The need is for a methodology for creation of systems to enable more collaborative approaches to modeling by domain expert end users. This combined with visualisation would allow engineers to model problems accurately. This can be made possible by provision of systems that may not fulfil all of the requirements of the domain experts because this would be difficult or impossible, but instead allows the domain experts, e.g. engineers to customise this themselves and help build the system they need and that could be changed as required. Alternatives to the current approach to software development are required. Modeling languages can be used as an interface to an end user programming environment. Transformation from a model building environment to program code was investigated.

Even if programming is made easier, only a proportion of people would actually be interested or capable of doing this. But there is still an advantage to colleagues such as people in the same team or department as an end user programmer, even if they are not undertaking programming themselves. Then all in the team have much closer access to someone, the end user programmer, who understands their, and the team's tasks, requirements, and projects. This closes the gap between those producing software systems, and those who require the software. This also makes it easier to iterate through solutions and solve problems more quickly and collaboratively.

Experienced programmers can build a modeling environment that can then be used by non programmers to create models or solve other software problems. This was achieved for the DATUM (Design Analysis Tool for Unit-cost Modelling) project with Rolls-Royce, and the modelling environment created was used by their engineers. Collaboration, simulation and modeling have been investigated to determine the requirements for future research in modeling of problems.

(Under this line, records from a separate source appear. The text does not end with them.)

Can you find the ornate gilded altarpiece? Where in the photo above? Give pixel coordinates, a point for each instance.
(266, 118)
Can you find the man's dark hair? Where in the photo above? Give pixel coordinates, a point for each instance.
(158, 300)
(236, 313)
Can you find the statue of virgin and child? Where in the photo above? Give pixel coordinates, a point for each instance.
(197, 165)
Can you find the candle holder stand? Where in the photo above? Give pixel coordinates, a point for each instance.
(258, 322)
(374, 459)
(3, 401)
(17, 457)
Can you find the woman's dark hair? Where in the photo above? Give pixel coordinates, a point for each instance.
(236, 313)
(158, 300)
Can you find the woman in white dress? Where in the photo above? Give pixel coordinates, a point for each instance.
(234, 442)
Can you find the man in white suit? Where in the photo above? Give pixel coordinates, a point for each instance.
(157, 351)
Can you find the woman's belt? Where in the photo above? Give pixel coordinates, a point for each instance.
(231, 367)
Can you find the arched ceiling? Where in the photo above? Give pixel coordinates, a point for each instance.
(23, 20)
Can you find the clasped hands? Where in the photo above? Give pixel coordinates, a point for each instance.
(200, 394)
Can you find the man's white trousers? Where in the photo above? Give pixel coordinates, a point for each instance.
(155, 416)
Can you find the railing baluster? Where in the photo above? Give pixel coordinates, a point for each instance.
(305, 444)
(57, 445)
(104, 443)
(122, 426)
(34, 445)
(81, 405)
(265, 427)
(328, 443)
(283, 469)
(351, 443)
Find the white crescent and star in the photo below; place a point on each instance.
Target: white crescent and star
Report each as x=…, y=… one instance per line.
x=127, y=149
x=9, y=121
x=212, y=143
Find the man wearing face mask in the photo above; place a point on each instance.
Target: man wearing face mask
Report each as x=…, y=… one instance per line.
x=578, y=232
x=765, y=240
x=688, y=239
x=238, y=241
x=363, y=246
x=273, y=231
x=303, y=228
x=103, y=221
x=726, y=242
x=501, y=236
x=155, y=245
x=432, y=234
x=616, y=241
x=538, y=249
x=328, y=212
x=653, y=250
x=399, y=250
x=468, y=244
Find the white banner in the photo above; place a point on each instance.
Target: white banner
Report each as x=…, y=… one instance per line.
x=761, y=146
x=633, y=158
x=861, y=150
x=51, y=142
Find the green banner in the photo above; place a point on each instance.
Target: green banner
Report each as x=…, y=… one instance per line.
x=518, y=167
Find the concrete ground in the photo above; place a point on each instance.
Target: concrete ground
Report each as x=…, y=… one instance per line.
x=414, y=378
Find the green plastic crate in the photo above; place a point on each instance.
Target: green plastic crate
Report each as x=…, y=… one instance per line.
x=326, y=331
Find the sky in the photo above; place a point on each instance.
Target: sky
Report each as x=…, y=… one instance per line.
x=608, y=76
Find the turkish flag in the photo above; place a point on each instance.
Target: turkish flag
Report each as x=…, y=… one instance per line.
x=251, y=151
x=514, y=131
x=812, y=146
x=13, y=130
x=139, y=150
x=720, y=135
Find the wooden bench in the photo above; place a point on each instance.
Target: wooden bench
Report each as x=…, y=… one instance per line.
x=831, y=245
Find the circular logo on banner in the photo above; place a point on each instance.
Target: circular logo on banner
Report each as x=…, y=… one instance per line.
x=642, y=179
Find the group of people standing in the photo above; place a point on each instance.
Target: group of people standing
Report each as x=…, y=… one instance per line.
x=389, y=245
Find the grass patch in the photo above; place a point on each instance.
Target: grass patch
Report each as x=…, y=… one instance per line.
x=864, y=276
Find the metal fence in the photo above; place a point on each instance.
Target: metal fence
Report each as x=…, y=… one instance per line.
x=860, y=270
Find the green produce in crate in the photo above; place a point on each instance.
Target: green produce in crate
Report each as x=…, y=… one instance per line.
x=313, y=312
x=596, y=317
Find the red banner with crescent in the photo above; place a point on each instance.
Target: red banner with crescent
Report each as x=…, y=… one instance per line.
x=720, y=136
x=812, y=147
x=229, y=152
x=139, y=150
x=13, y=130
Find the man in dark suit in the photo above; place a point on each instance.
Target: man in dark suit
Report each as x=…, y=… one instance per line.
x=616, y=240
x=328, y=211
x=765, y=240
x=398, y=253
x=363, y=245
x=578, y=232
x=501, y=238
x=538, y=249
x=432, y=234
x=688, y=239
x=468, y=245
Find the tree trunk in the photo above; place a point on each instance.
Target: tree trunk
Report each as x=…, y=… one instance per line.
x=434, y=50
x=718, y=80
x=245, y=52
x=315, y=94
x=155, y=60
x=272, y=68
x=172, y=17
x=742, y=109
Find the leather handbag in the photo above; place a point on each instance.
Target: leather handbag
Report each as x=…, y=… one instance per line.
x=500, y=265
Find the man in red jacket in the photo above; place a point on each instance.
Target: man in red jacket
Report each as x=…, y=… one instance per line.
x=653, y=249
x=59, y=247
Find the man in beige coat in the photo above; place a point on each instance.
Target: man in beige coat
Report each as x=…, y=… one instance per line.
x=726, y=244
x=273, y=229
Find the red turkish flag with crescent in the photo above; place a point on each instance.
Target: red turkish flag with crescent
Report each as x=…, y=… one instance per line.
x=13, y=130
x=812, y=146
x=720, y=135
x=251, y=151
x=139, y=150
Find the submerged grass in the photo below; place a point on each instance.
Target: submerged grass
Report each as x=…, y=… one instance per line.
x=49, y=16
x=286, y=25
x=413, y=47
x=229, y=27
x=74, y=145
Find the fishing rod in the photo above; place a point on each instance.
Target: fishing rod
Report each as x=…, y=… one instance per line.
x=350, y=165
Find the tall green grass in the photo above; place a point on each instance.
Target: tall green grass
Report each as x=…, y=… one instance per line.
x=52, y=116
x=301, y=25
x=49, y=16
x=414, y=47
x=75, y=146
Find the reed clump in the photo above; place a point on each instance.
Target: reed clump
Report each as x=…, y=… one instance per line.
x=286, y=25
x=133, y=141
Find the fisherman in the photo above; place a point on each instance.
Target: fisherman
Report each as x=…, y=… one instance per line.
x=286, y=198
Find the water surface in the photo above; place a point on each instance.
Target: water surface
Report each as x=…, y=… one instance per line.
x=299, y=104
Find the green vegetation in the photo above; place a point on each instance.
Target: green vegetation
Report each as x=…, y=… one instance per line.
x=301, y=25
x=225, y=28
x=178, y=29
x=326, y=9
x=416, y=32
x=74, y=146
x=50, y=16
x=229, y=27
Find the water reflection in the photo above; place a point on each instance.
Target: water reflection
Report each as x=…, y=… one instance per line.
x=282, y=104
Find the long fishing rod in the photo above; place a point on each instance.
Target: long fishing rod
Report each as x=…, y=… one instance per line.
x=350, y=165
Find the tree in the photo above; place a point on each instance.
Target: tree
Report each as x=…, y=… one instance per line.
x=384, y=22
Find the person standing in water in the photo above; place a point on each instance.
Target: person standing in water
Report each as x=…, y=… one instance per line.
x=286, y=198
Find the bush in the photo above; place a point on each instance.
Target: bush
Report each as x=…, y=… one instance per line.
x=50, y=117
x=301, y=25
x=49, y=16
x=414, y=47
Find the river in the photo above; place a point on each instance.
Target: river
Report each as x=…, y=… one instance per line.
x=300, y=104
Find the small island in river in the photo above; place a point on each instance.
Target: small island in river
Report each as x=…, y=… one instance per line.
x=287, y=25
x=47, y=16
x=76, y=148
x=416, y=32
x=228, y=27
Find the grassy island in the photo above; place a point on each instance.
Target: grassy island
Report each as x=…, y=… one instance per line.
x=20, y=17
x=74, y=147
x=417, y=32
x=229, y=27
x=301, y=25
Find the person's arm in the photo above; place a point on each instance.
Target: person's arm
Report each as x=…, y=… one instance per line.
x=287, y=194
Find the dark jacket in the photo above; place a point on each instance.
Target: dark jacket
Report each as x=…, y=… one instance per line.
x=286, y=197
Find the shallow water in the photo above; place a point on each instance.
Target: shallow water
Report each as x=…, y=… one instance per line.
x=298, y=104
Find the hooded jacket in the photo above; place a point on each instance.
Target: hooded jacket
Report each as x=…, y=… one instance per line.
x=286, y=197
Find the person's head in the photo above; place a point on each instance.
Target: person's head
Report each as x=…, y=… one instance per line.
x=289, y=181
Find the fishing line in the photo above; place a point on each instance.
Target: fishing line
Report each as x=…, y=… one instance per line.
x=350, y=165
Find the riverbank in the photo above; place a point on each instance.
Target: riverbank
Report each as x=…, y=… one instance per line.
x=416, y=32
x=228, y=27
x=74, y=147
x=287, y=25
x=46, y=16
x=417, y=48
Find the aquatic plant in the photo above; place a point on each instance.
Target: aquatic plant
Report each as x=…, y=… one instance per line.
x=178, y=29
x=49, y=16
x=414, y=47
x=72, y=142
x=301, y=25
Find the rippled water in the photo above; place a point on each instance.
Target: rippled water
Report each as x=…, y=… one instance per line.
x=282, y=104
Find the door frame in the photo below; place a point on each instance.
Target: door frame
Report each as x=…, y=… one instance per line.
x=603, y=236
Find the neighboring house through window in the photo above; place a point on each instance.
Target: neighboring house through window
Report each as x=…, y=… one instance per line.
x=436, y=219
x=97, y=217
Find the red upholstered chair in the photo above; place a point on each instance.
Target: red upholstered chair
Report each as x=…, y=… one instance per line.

This should allow translation from a model based representation of software to the actual software. This can involve semi automatically producing software for a Semantic website from visual representations of the problem. The core of this modeling infrastructure is automated generation of models created with World Wide Web Consortium (W3C) standards based languages, and the visualization of information represented in such W3C standard ways.

This research investigated alternative approaches to software development, which give users greater involvement, and can actually be used in combination. This partially automates the process of software creation via a collaborative process and equation tree that maps the problem structure, and user interface creation by providing a means to manage a diagrammatic and/or tree based representation.